Some of the films have a trippy New Age appearance, such as the dreamlike moonlight flight of the robot creature on the front cover in Dynamic Symmetry.  But others are so abstract and minimalist that they lost me.  I think the music would appeal to me more if I hadn’t spent a good deal of my life working with analog recording tape.  Several of the special effects BT uses may sound cutting-edge to young ears, but to mine they sound like serious problems with an analog tape deck – tape pulling away from the heads, bad splices, poor connections, overload etc.  It probably doesn’t disturb most listeners to these admittedly extremely creative sonic environments.

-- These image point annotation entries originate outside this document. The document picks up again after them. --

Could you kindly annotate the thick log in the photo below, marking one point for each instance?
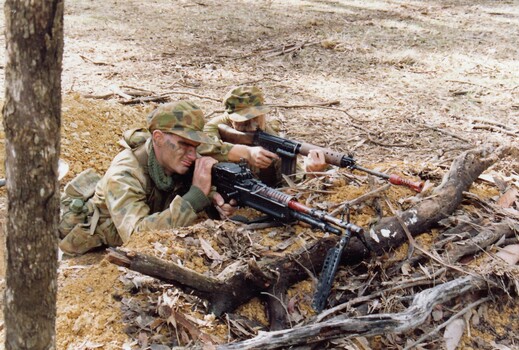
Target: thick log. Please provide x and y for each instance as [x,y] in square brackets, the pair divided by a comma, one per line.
[465,169]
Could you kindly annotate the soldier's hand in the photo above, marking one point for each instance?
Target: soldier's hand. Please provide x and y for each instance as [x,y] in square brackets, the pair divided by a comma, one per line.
[260,157]
[225,209]
[315,161]
[202,173]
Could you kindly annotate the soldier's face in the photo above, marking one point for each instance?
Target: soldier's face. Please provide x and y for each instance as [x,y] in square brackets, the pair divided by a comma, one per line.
[250,125]
[176,154]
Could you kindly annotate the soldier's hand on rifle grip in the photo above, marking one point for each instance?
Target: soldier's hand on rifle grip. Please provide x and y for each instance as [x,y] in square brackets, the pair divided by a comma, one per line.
[202,173]
[260,157]
[315,161]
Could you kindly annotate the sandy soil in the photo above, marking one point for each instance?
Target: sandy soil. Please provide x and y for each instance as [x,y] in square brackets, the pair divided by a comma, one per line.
[418,82]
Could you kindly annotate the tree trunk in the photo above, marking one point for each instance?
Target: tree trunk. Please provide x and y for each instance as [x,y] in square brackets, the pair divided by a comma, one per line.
[32,118]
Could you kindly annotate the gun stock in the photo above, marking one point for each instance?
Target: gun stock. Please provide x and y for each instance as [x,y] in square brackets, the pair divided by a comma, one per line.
[288,149]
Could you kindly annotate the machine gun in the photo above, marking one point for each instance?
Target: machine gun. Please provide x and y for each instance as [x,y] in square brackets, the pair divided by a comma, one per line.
[236,181]
[287,150]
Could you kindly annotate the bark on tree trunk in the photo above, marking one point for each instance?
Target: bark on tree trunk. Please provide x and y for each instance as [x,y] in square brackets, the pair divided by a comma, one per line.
[32,118]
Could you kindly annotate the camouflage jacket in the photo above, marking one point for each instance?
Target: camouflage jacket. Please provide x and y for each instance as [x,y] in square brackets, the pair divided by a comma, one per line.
[128,200]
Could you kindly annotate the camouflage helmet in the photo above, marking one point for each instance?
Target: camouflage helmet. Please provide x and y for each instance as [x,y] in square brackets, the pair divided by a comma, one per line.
[182,118]
[245,103]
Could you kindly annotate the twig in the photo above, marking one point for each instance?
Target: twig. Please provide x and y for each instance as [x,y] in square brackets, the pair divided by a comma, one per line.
[318,104]
[469,83]
[282,304]
[359,199]
[495,128]
[389,144]
[418,247]
[491,122]
[413,283]
[97,63]
[446,323]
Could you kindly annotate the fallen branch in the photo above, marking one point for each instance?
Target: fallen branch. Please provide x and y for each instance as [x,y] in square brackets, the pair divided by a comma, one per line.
[250,281]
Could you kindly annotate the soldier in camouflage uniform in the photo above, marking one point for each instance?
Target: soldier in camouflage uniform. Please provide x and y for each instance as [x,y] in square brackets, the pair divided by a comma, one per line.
[245,111]
[151,184]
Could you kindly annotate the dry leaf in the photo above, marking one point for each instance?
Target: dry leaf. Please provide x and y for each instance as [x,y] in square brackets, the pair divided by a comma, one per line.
[209,251]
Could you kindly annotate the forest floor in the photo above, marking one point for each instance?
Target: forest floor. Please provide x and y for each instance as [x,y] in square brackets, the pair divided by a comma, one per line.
[418,82]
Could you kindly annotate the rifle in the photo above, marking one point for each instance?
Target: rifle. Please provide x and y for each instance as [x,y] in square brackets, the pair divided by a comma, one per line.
[330,267]
[287,150]
[236,181]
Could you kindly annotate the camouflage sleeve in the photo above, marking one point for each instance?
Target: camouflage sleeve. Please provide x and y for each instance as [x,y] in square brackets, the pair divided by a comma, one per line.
[220,151]
[126,202]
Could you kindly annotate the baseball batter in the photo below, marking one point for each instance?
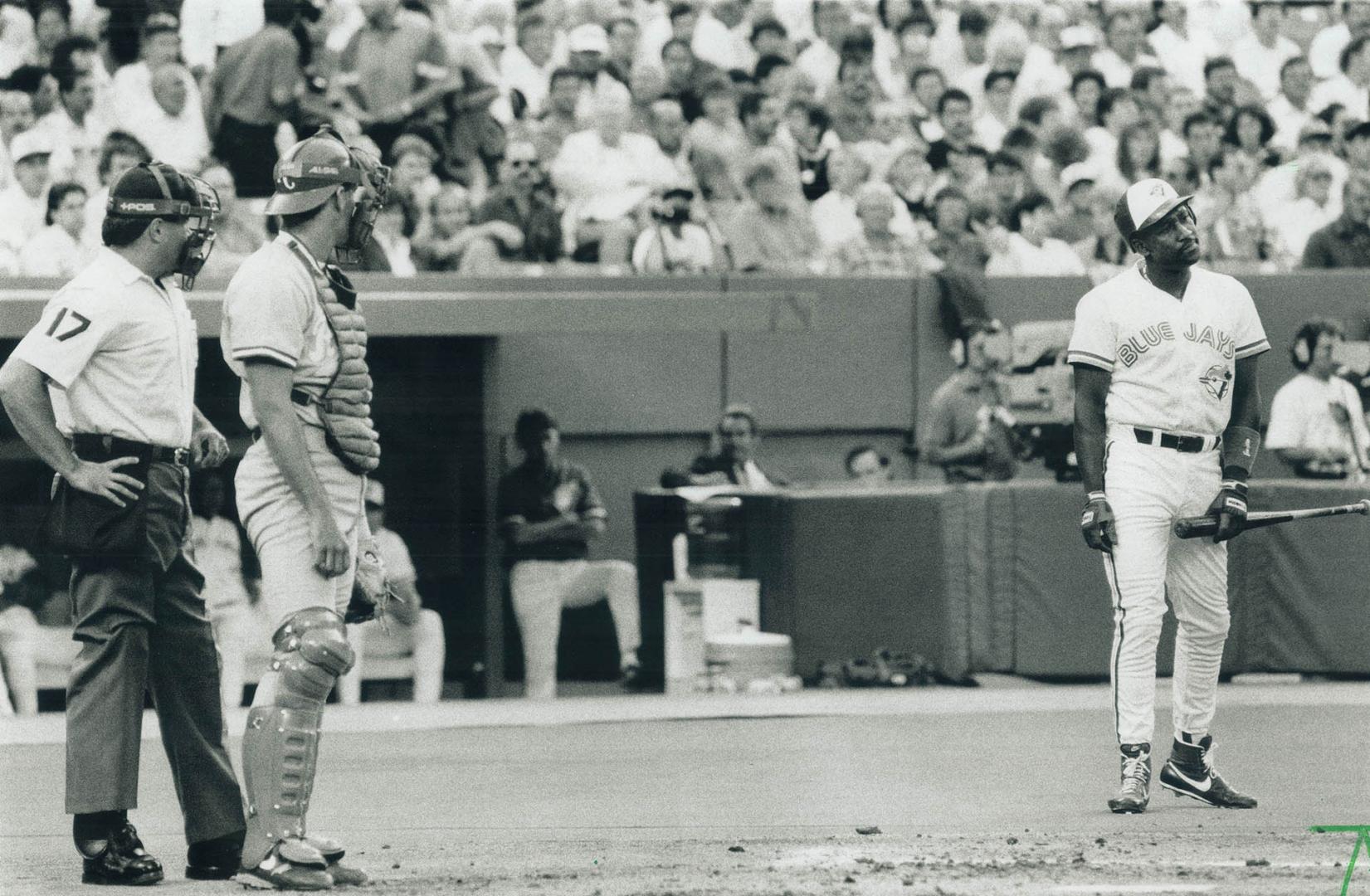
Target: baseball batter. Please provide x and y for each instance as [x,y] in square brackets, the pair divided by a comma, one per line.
[1166,425]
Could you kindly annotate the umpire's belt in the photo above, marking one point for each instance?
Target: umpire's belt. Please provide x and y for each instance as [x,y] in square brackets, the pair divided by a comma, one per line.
[94,447]
[1185,444]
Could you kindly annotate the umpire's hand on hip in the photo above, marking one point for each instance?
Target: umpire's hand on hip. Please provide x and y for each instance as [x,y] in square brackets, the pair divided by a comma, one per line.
[1229,509]
[1096,523]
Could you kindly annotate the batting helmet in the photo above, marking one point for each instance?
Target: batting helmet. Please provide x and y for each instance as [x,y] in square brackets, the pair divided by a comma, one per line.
[311,172]
[1144,204]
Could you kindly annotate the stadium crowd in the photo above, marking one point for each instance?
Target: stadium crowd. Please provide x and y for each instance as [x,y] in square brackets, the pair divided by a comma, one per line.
[788,136]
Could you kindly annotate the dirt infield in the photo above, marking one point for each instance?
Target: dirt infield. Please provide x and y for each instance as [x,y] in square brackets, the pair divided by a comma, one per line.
[972,792]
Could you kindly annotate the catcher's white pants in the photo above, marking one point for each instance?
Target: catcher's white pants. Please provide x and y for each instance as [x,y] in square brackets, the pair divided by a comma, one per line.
[1148,488]
[541,588]
[278,526]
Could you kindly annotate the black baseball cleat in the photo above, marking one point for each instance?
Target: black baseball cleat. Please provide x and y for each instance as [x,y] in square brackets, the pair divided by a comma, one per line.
[1189,773]
[217,859]
[1134,791]
[118,859]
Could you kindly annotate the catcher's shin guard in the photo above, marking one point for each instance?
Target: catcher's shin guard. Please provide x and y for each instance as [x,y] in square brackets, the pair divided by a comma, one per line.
[281,743]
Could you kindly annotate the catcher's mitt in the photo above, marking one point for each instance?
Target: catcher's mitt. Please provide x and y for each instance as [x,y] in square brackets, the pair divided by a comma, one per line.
[372,592]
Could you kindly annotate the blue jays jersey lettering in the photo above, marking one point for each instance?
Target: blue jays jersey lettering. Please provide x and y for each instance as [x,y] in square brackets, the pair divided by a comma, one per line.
[1172,361]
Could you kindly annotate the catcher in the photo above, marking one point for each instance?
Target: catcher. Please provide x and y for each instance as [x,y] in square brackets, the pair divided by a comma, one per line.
[295,338]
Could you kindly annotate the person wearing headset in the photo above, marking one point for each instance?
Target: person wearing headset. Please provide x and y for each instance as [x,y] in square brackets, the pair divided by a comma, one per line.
[1317,421]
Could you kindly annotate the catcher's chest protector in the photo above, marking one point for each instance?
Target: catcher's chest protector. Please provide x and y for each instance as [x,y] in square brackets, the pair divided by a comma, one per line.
[345,407]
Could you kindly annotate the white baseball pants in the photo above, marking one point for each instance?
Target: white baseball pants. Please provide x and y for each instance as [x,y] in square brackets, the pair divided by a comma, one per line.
[1148,488]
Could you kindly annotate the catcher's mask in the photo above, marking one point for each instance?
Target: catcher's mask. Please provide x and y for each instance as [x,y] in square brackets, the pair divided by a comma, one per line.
[321,166]
[202,210]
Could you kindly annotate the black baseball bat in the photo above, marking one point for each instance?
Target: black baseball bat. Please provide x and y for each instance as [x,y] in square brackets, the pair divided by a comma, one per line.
[1201,526]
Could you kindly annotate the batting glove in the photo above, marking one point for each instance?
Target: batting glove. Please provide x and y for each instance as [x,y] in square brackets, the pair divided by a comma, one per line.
[1229,509]
[1096,523]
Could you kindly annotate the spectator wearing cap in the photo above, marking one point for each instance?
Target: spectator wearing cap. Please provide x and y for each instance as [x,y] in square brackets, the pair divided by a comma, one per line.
[1125,48]
[1180,48]
[1290,110]
[74,129]
[772,231]
[1346,241]
[15,118]
[673,243]
[59,250]
[955,114]
[606,174]
[132,86]
[1075,217]
[1260,52]
[1229,214]
[953,241]
[408,629]
[250,94]
[524,199]
[820,61]
[1311,210]
[393,69]
[559,119]
[173,129]
[1351,86]
[851,99]
[835,212]
[875,250]
[25,202]
[969,46]
[528,63]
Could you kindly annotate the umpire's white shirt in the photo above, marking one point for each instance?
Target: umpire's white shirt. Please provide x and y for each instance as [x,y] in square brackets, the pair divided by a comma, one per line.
[119,351]
[1172,361]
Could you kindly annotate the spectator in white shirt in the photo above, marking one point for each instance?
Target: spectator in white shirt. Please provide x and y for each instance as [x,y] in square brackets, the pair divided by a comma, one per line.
[173,129]
[23,204]
[1125,50]
[1325,50]
[606,174]
[1311,208]
[15,117]
[74,130]
[1317,421]
[1291,109]
[820,61]
[58,250]
[1180,48]
[835,212]
[673,243]
[1028,250]
[1351,86]
[1264,50]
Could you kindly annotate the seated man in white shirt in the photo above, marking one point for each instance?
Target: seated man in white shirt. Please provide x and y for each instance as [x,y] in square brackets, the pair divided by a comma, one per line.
[606,174]
[1317,421]
[412,631]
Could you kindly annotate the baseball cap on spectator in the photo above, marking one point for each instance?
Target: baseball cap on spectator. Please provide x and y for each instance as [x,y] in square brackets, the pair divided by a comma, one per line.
[1077,36]
[588,39]
[412,143]
[159,22]
[31,143]
[488,36]
[1075,173]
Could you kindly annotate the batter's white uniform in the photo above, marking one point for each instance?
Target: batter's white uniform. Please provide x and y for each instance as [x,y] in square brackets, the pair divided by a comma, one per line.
[271,311]
[1173,363]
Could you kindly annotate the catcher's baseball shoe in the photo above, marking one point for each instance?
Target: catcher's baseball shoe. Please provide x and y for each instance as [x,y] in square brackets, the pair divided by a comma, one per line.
[1189,773]
[1136,780]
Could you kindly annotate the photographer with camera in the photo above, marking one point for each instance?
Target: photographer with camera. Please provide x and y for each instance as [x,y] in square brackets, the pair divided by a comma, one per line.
[675,244]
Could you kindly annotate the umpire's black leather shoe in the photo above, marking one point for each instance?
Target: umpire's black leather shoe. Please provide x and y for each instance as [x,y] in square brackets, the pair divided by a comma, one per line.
[214,859]
[118,859]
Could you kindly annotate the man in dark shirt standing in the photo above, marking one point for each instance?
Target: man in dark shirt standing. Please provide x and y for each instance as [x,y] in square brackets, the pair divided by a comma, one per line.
[548,511]
[1346,241]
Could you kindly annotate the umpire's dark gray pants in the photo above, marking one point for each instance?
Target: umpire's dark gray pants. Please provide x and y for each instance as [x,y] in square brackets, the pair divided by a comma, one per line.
[143,626]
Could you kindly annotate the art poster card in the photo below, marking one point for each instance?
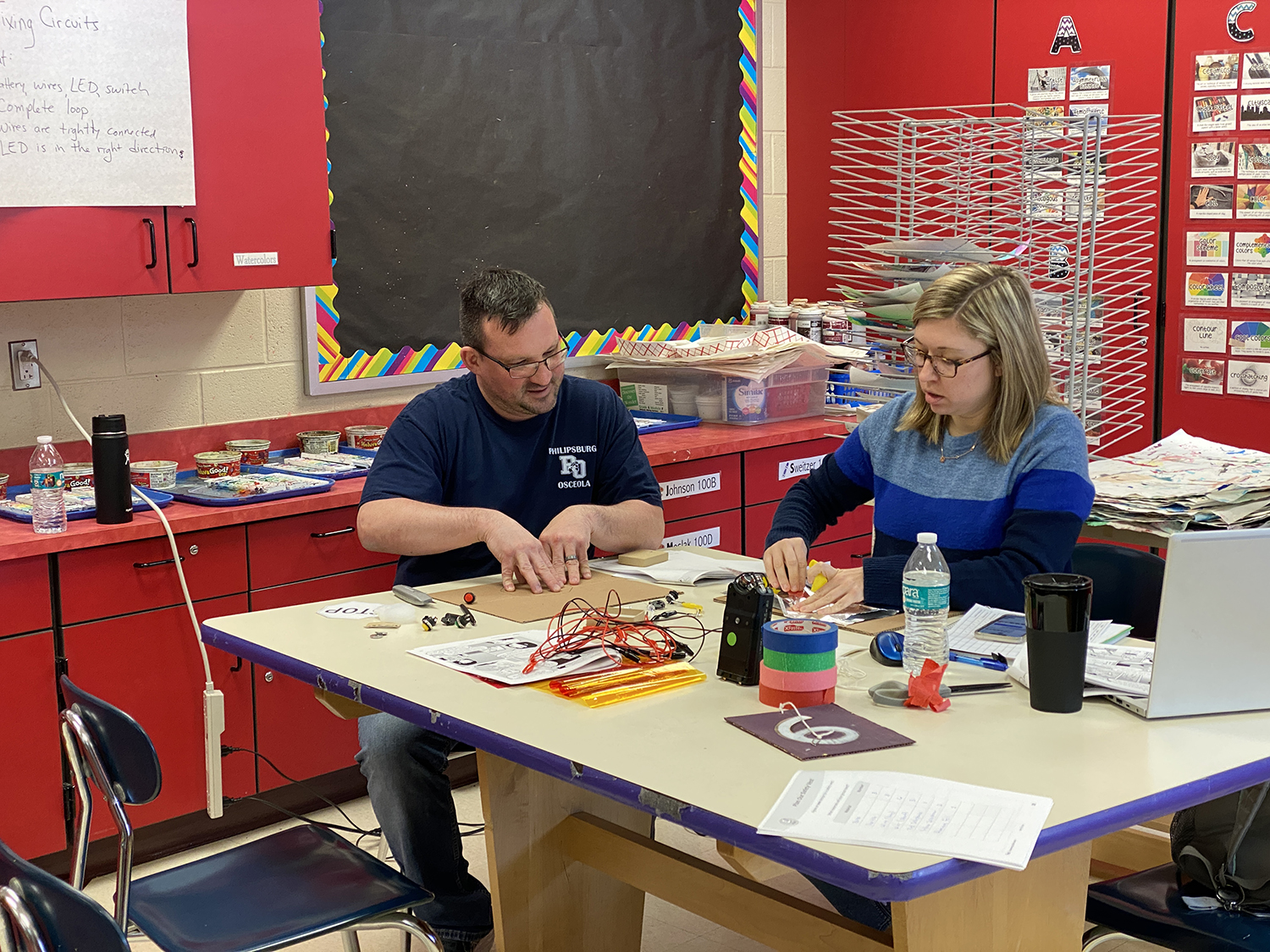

The 5.1 channel DTS surround mix is vital to the best effect of BT’s scoring.  Often the primary attribute of the listening experience is the feeling of a vast and continually changing but unidentifiable sonic soundfield 360 degrees around you.  In this regard the provided standard CD loses much of the audio experience by being only two channel. (But it’s certainly better than gluing the CD and DVD back-to-back!)

Tracks/Films: All That Makes Us Human, Dynamic Symmetry, The Internal Locus, 1.618, See You on the Other Side, The Anhtkythera Mechanism, Good Morning Kaia.